Operative provisions When a balancing adjustment is required

(1) A balancing adjustment is required if:

   (a)  you can deduct an amount for the income year, or you have deducted or
        can deduct an amount for an earlier income year:

        (i)    under Subdivision 330-A or 330-C or a corresponding previous
               law, in respect of capital expenditure in respect of property
               you own; or

        (ii)   under Subdivision 330-H or a corresponding previous law, in
               respect of capital expenditure in respect of property you own
               or use; and

   (b)  in the income year, the property is disposed of, lost or destroyed, or
        you otherwise stop using it:

        (i)    for *qualifying purposes; or

        (ii)   primarily and principally for *mining or quarrying transport;
               and

   (c)  if the property is disposed of-Common rule 1 (which is about roll-over
        relief for related entities) does not apply to the disposal. Note 1:
        The corresponding previous law is set out in section 330-70 of the
        Income Tax (Transitional Provisions) Act 1997. Note 2: Common rule 1
        starts at section 41-10. Note 3: If there is a change in partnership
        interests in respect of property, a balancing adjustment may be
        required: see Subdivision 330- K (which is about partial change of
        ownership).

(2) A balancing adjustment is also required if:

   (a)  in the income year, property you own is disposed of, lost or
        destroyed, or you otherwise stop using it for *qualifying purposes;
        and

   (b)  subsection (1) does not require a balancing adjustment in relation to
        the disposal, loss or destruction, or stopping of use; and

   (c)  apart from the effect of the *excess deduction rules, you would have
        been able to deduct an amount for the income year, or for an earlier
        income year, under Subdivision 330-A or 330-C or a corresponding
        previous law, in respect of the property; and

   (d)  if the property is disposed of-section 330-547 (which is about
        roll-over relief) does not apply to the disposal. Note: See notes 1
        and 3 to subsection (1).

(3) A qualifying purpose is a purpose that qualifies expenditure on the
property for a deduction under Subdivision 330-A or 330-C.

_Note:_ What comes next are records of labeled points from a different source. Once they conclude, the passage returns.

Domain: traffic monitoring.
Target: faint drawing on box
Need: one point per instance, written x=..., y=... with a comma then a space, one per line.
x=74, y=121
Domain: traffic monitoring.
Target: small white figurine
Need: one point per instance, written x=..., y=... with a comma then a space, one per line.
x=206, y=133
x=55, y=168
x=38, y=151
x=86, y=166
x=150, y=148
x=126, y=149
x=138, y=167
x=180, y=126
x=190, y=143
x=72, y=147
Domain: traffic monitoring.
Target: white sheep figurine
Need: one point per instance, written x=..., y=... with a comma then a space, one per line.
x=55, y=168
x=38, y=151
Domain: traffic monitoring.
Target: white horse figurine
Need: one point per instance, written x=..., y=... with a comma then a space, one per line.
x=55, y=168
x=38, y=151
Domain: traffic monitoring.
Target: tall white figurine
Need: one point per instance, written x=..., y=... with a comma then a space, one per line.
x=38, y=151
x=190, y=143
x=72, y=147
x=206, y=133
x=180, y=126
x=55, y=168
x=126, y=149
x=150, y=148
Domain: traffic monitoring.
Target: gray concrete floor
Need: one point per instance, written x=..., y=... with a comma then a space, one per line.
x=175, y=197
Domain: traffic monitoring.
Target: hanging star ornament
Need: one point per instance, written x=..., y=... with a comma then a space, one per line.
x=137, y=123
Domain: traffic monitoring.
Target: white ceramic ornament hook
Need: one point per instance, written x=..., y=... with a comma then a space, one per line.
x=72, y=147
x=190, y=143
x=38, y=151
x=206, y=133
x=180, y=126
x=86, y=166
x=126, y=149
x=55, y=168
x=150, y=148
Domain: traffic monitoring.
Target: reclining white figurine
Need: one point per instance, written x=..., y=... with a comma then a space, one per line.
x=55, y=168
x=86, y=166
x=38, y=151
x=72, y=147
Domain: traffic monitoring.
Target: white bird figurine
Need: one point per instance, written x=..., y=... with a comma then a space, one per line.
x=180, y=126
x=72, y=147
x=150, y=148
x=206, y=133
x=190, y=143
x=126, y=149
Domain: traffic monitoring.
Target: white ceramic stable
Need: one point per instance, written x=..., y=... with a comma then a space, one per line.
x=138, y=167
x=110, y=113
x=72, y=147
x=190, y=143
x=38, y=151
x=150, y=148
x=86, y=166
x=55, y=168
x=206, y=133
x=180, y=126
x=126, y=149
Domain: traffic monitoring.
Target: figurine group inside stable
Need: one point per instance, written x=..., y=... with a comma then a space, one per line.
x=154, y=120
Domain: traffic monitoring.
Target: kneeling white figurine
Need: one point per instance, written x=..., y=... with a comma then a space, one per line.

(4) You are also taken to use the property for a qualifying purpose if you use
it (or merely hold it in reserve and install it ready to be used) for
*rehabilitation of a site on which you carried on *eligible mining or
quarrying operations, or *exploration or prospecting, but only if the property
is:

   (a)  covered by the definition of *housing and welfare; or

   (b)  *plant for which a deduction is available under Subdivision 330- A.

(5) The excess deduction rules are:

   (a)  Subdivision 330-F; and

   (b)  the old excess deduction provisions. Note: The old excess deduction
        provisions are set out in section 330- 72 of the
        Income Tax (Transitional Provisions) Act 1997.

(6) If there is a change in ownership of part of an interest in property, the
person whose ownership has changed is taken, for the purposes of this section,
to have disposed of that part. But this subsection does not apply if section
330-520 (which is about a partial change of ownership) applies to the change.
Example: You and another person are joint venturers and you each have a 50%
interest in a housing and welfare development. By selling 20% of your 50%
interest to the other person you are taken to have disposed of that 20%
interest.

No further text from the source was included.